1. Received bills of lading for Wynand Fockink,

The Dutch firm Wynand Fockink ran a distillery in Amsterdam since the 17th century [www.wynand-fockink.nl]
[www.thewhiskyexchange.com]

and wine from No. 17.

RLS’s mother had gone to Edinburgh to attend to the sale of 17 Heriot Row. On 22 January 1894 Baxter had wrote to RLS: “Your mother will tell you that 17 Heriot Row is sold. We got £3800, a big price as times go” [https://commons.wikimedia.org/]

2. I am glad to hear you have arranged for the publication of The Ebb Tide.

RLS’s story, The Ebb-Tide, was serialised in the first 13 issues of the twopenny weekly magazine To-day, founded by Jerome K. Jerome, 11 November 1893 – 3 February 1894. Baxter had written to RLS on 21 February 1894: “Looking to the holiday and the absolute necessity of keeping up funds, we have decided to publish Ebb Tide as a volume. Colvin don’t like, but other people do, and even if they don’t like it when they have bought it, you are too well established for it to do any harm. I personally think some of it magnificent, but then I am one of the outcasts who love The Wrecker. I have asked Scribner £600 for it, and McClure is giving £200 down on a royalty of 20%. This with £600 previously is not bad business”.

Colvin (between ourselves) is a bit of an old wife, and has so often predicted that a book would be my ruin in January, and by July defied me to do anything as good, that I have ceased to pay very much regard. I am sorry, however, if I understand you right, for one point. You say “McClure is giving two hundred down on a royalty of 20 per cent.” These are good terms, but I had never meant McClure to be my book publisher.

Samuel Sidney McClure (1857-1949). He got the serial rights to RLS’s letters from the South Seas, serialised in Black and White magazine. Pinkerton, the character in The Wrecker, was based on him
[https://alchetron.com]

He was always begging me to give him a book; I always steadily refused to hear of it; and if he has told you something else, he should be confronted with his lie.
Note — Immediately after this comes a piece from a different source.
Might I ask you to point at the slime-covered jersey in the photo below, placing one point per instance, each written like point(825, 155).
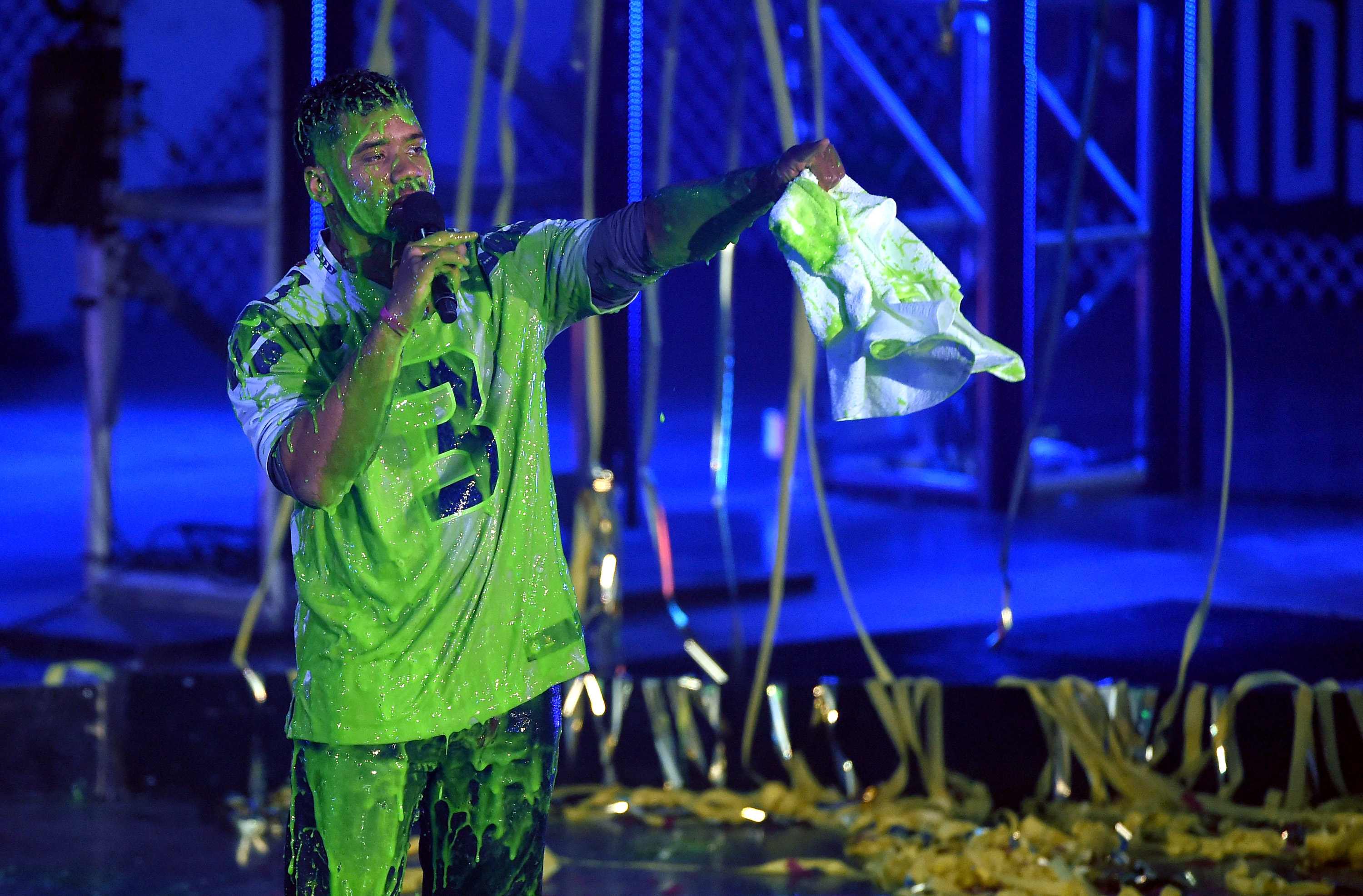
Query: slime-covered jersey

This is just to repeat my former error of disseminating my books among several publishers. I really mean to keep them all for the future in the hands of one; and I am not at all certain that I should not do better to give up my liberty openly, and sell myself outright to Cassells. You might think of this.

The Ebb Tide was being serialised by McClure’s Magazine too, February-July 1894.

3. I propose that you should take Mr. McClure in hand upon another matter. He is publishing for Fanny a series of articles for which he agreed to pay au fur et à mesure.

Fanny Stevenson was apparently writing articles for McClure’s newspapers, but they are not traced yet.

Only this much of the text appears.